Morabianca Irpinia Falanghina 2011
Citrus mineral freshness, bright juicy and a little salty, a little floral with also some tight tropical notes. Lovely balance, wonderful freshness, full of life and character but also exceptionally easy-drinking friendly and approachable. Nice lines with a small hint of musk.

Radici Fiano di Avellino 2011
Much more oily and stone fruit aroma, quite mineralic and almost kerosene-like, Lovely and fresh, a little fuller and longer on the palate, deeper fruit, tighter and very focused, wonderfully balanced, nice density and viscosity but not cloying.

Nova Serra Greco di Tufo 2011
Denser orchard fruits, darker deeper florals, more clay derived earthiness, The most dense and concentrated, very powerful but also subtle expression of fruit, builds wonderfully on the palate, structured and earthy, mineral texture and complexity.

Lacrimarosa 2011
Nice clean fresh red fruits, cherry strawberry.
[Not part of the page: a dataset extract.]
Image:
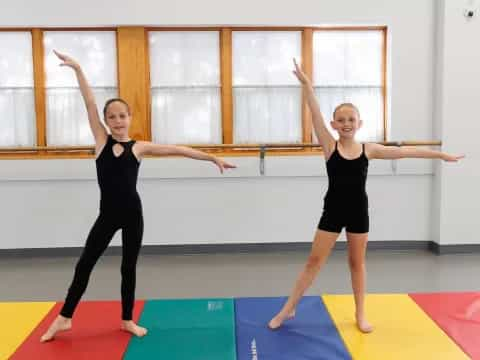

A little fruit sweetness to keep things pleasant, but nice and dry with a very slight savoury edge, a slightly creamy finish.

Radici Taurasi 2007 (Aglianico)
Very dense dark and a little smoky, round ripe rubbery, slightly oaky. Soft intense tight focused tannins, bold and powerful expression but still plenty of freshness and well integrated oak. Wonderful balance, focus and drive, expressive and fresh now with plenty of ageing potential. Lot’s of tannin.

Radici Taurasi Riserva 1998
Wonderfully bright and fresh with fruit for a wine of this age, subtly rustic in a very complex integrated way, showing some lovely bottle-aged characters as well. Amazingly focused yet complex, balanced soft yet intense and full of character, gentle supple and velvety tannins, amazing length and elegance. Lively and plenty of acid to keep things all integrated.